Thrombocytopenia, a low platelet count (<100 × 109/L), is a common side effect of cancer and its treatment. Its severity varies by cancer type, stage, and treatment approach, occurring in nearly 100% of acute leukemia patients but in less than 5% of some head and neck cancer cases.
Some cancers involve multiple factors leading to thrombocytopenia. Lymphoproliferative malignancies, for example, result in low platelet counts due to splenic platelet sequestration, reduced production in the bone marrow, and immune-related destruction [1].
Thrombocytopenia can also emerge due to the chemotherapy treatment used. The occurrence and prevalence of chemotherapy-induced thrombocytopenia vary significantly depending on the specific chemotherapy used, ranging from 8% in taxane-based regimens to 37% in gemcitabine-based regimens and even up to 82% in carboplatin monotherapy. [2].
Thrombocytopenia, bleeding risk and VTE
Thrombocytopenia is linked to a higher risk of bleeding but does not offer protection against venous thromboembolism (VTE). In a study involving 1514 patients who underwent hematopoietic stem cell transplantation, VTE incidence within six months was 4.6% (95% CI 3.6–5.8%), and 34% of these cases occurred when platelet counts were below 50 × 109/L. Meanwhile, clinically significant bleeding was prevalent, affecting 15.2% (95% CI 13.4–17.1%) of individuals, and the use of anticoagulation was associated with a 3.1-fold increased risk of bleeding [3].
Despite the common occurrence of VTE, the most effective anticoagulation management strategies for patients with cancer and thrombocytopenia remain uncertain. Clinical practice guidelines recommend low-molecular-weight heparin (LMWH) for initial treatment in patients with cancer-associated thrombosis (CAT) and thrombocytopenia (over direct oral anticoagulants) due to more evidence with LMWH in this setting[4].
However, the ideal dosing of LMWH for managing CAT in thrombocytopenic patients is not established. Some studies propose using reduced-dose LMWH for moderate thrombocytopenia (platelet counts <50 × 109/L) and temporarily stopping it for severe thrombocytopenia (platelet counts <25 × 109/L) as a safe and effective approach. Conversely, other studies suggest full-dose anticoagulation with transfusion support in the presence of thrombocytopenia [5].

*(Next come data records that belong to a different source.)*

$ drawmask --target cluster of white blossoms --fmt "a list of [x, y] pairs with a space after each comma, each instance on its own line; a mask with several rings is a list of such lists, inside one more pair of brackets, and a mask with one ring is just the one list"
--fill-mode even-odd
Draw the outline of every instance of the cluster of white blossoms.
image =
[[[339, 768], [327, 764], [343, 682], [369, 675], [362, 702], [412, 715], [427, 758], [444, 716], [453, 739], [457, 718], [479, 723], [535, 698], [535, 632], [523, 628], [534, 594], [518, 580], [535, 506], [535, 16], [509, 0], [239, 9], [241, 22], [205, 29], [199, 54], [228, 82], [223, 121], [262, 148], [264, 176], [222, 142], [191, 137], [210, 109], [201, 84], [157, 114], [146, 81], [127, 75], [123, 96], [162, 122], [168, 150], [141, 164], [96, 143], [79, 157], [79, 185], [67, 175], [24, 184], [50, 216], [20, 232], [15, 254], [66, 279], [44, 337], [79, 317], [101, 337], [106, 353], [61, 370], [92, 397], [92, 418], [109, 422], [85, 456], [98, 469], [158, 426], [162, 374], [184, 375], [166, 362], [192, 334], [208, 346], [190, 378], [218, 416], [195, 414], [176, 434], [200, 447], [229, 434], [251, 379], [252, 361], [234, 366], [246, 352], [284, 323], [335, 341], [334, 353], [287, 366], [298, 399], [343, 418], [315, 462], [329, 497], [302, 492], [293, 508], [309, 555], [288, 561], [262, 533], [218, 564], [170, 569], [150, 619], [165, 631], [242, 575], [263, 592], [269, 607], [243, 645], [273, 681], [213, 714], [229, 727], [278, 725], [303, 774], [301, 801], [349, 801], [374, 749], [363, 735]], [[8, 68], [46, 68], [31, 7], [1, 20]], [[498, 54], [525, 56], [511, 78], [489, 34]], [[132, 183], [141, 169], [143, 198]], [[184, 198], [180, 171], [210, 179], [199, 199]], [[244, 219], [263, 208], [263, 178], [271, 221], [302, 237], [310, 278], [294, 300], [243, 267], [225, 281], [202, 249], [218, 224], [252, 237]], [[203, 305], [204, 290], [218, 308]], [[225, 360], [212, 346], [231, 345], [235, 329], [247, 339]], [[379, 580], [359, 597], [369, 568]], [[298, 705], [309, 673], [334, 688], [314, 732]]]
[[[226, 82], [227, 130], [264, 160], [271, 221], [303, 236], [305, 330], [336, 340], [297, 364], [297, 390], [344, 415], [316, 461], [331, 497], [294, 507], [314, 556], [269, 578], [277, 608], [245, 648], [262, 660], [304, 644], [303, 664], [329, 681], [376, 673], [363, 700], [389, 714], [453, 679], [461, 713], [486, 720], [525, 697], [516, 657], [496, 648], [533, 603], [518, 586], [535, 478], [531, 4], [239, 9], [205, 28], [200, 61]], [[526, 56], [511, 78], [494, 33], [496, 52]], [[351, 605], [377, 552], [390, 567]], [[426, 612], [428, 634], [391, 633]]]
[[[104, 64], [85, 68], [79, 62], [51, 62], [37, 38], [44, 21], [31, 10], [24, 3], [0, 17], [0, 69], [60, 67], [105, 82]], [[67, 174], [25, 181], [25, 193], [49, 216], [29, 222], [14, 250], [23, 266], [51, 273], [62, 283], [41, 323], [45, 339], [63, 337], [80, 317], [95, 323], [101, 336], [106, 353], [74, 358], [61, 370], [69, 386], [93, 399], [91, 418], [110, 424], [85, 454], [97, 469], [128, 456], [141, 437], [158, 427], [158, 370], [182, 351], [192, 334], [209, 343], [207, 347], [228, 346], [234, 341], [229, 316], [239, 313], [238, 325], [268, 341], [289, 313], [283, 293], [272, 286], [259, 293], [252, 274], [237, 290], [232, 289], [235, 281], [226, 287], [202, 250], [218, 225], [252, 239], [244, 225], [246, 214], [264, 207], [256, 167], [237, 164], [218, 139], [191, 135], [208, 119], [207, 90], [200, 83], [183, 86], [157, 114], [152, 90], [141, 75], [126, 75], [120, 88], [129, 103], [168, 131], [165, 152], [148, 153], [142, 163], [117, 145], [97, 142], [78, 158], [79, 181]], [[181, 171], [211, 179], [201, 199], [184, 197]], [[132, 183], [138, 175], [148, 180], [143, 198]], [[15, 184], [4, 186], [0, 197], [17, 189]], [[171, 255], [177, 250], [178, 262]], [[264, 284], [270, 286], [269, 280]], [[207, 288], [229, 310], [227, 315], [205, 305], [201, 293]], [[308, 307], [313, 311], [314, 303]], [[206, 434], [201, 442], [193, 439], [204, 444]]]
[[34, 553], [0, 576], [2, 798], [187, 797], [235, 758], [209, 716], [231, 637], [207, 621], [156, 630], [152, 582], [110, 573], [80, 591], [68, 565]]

Searching for the best anticoagulation strategy
An analysis of existing literature aimed to compare the efficacy of full-dose anticoagulation with platelet support against dose-modified LMWH strategies in managing anticoagulation in this context. However, the study revealed that the existing data were too poor to determine the superiority of either of these management strategies [5].
Trying to fill this gap, a systematic review and meta-analysis was conducted to assess the risks of recurrent VTE and bleeding events in patients with CAT and thrombocytopenia (platelet count <100 × 109/L) based on different anticoagulation management approaches [6].
After reviewing 4341 records, 62 studies underwent full-text evaluation for eligibility. Ultimately, 19 studies involving 1728 patients with platelet counts below 100 × 109/L were included in the systematic review. Among these, there were no randomized controlled trials (RCTs), two prospective cohort studies, and 17 retrospective cohort studies (with 15 being single-center studies). For the meta-analysis, six studies lacked sufficient data to calculate event rates per patient/month for different anticoagulation strategies and were therefore excluded. Additionally, studies with a median or overall follow-up significantly exceeding 100 days were excluded to assess event rates during thrombocytopenia accurately. This led to the inclusion of 10 studies involving 707 patients with platelet counts below 100 × 109/L in the meta-analysis [6].
The results confirmed the elevated risks of recurrent VTE and bleeding complications in patients with CAT and thrombocytopenia. The recurrence rate for VTE was 2-3% per month, while major bleeding occurred at a rate of 2-4% per month and total bleeding at 3-13% per month [6].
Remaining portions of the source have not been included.